Heroic fantasy has never been this good. This novel currently earns the 4.5/5 (132 reviewers) rating of approval from Amazon and Shelfari readers and 4.18/5 (3580 reviewers) from folks at Goodreads. Originally published in 1984, this first published book of the Drenai series is actually the final story for Druss the Legend. Just like the lead character Paul Atreides in Frank Herbert's DUNE, Druss owns a lot of monicker to his friends and enemies.  In Ventria he is known as Druss the Sender and in Vagria he is known as the Axman. To the Nadir he is Deathwalker while in Lentria he is the Silver Slayer. As a living hero of his land, his reputation as Captain of the Ax precedes him to any place or territory of operation. He is the thinking man's version of Conan and King Leonidas. It is important to know that this hero already accomplished a lot in his adventures and this book---the final story will also be his final adventure.
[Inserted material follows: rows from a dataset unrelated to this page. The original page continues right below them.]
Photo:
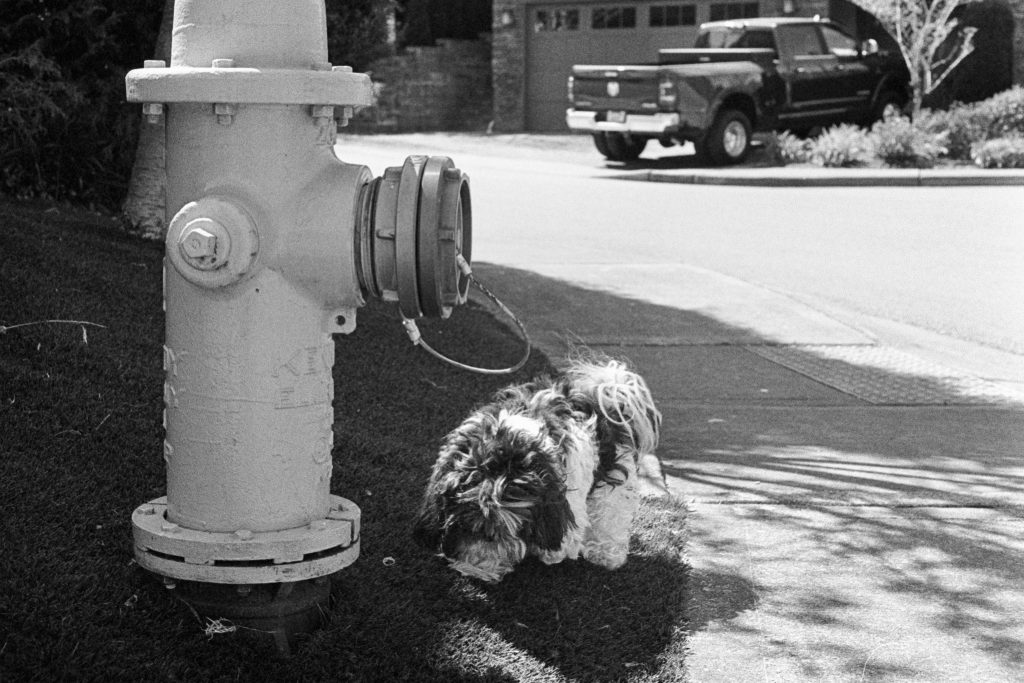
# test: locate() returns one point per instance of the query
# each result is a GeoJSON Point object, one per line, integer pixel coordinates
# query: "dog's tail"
{"type": "Point", "coordinates": [621, 396]}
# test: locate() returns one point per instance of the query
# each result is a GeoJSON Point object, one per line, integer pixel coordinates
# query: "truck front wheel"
{"type": "Point", "coordinates": [617, 146]}
{"type": "Point", "coordinates": [728, 141]}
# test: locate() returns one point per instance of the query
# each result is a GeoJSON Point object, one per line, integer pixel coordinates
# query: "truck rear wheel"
{"type": "Point", "coordinates": [728, 141]}
{"type": "Point", "coordinates": [620, 146]}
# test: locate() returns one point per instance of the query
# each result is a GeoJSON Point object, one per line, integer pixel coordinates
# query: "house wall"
{"type": "Point", "coordinates": [443, 87]}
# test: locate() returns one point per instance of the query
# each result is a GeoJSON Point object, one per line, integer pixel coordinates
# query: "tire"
{"type": "Point", "coordinates": [622, 146]}
{"type": "Point", "coordinates": [728, 140]}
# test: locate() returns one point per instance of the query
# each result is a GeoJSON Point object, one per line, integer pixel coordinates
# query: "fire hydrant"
{"type": "Point", "coordinates": [272, 244]}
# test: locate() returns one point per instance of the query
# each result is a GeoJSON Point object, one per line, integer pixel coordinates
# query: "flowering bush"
{"type": "Point", "coordinates": [898, 142]}
{"type": "Point", "coordinates": [841, 146]}
{"type": "Point", "coordinates": [999, 153]}
{"type": "Point", "coordinates": [967, 125]}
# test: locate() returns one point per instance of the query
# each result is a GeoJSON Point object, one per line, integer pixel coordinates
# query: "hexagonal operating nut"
{"type": "Point", "coordinates": [205, 244]}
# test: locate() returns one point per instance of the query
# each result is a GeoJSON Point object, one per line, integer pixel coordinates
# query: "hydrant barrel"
{"type": "Point", "coordinates": [271, 246]}
{"type": "Point", "coordinates": [249, 385]}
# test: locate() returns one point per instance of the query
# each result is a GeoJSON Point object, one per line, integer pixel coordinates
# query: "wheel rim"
{"type": "Point", "coordinates": [734, 138]}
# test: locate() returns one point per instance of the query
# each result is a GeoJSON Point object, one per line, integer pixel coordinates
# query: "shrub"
{"type": "Point", "coordinates": [898, 142]}
{"type": "Point", "coordinates": [1004, 114]}
{"type": "Point", "coordinates": [967, 125]}
{"type": "Point", "coordinates": [841, 146]}
{"type": "Point", "coordinates": [999, 153]}
{"type": "Point", "coordinates": [784, 148]}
There is complexity and realism with the story, and the main plot here about defending a fortress from a military siege can easily compete against any memorable siege story like Battle for Helm's Deep or Battle for Minas Tirith from Tolkien's ultra popular Lord of the Rings trilogy. The forces of Dros Delnoch will recieve reinforcements but still the enemies greatly outnumber the defensive ranks. Druss the Legend will need everything to lift the morale of the defense by inspiration and strategy. The Battle for Dros Delnoch lasted for months (3 months at least) and if you're a military historian, this novel might remind you of the 13-day Battle of the Alamo, or more recently World War II's Siege of Leningrad that lasted 872 days.
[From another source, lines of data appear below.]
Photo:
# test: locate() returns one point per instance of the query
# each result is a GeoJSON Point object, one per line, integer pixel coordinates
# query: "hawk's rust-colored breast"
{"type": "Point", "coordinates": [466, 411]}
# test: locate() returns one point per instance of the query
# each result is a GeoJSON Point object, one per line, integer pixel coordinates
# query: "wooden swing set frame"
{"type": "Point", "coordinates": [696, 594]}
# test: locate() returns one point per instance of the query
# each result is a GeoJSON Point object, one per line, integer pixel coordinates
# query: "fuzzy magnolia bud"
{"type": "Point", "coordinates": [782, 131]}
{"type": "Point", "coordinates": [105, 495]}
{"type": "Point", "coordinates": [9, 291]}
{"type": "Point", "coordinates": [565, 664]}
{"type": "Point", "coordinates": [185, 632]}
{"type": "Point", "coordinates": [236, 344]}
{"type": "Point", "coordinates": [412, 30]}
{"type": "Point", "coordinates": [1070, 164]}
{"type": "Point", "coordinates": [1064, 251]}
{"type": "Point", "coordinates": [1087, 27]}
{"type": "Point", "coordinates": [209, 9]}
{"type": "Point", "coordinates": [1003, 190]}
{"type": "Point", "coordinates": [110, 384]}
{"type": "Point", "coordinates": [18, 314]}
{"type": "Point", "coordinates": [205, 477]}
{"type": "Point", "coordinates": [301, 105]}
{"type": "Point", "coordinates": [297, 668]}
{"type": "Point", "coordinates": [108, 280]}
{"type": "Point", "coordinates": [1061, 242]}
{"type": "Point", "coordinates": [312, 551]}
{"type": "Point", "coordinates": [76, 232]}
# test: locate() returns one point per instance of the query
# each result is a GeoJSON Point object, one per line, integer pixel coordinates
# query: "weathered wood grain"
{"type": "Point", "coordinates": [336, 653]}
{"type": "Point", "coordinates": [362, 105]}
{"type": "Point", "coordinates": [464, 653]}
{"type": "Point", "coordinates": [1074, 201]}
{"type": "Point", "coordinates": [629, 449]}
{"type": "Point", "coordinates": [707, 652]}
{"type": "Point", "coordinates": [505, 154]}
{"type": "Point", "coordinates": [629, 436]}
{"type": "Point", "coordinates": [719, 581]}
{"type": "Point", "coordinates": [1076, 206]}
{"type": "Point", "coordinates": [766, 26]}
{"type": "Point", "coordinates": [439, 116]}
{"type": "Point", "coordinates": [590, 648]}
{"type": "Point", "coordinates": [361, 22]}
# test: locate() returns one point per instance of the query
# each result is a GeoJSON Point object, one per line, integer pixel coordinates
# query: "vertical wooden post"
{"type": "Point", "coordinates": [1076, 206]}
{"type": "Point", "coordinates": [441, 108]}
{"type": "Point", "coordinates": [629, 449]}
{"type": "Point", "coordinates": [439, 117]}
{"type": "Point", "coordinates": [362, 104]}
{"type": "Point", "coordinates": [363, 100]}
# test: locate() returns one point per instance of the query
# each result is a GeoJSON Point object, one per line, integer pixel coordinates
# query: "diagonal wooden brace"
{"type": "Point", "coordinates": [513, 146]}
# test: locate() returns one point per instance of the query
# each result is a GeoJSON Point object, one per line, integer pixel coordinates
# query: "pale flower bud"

It is a fantasy given the magical elements of dream visions, mind reading, mystic skirmishes and rituals, the resurrection, but it has also some scientific and real life elements like cancer, poisons, gangrene, military strategy, spies, and war casualties. David Gemmell never overused the fantastic elements and like Tao or the "force" for Jedi Knights, the mystic group of Serbitar believed in the eternal Source. I already stated about Conan and King Leonidas before and additionally I also saw characters resembling King Arthur, Robin Hood, Lady Marian, and King Xerxes including their background stories. The notoriety of Druss' equally legendary ax--the Snaga is also one of the highlights in the novel. The gritty realism of war is the novel's rallying point, you will feel the chill of unexpected decapitations and the anticipation of when will they happen next. Just like GRR Martin's Song of Ice & Fire series, look out for betrayals, assassinations, and coup. A lot of characters and people were involved but its good to see that most of the characters grew up with the story. One of the main characters dying from a disease before the great siege also adds up to realism and shock value.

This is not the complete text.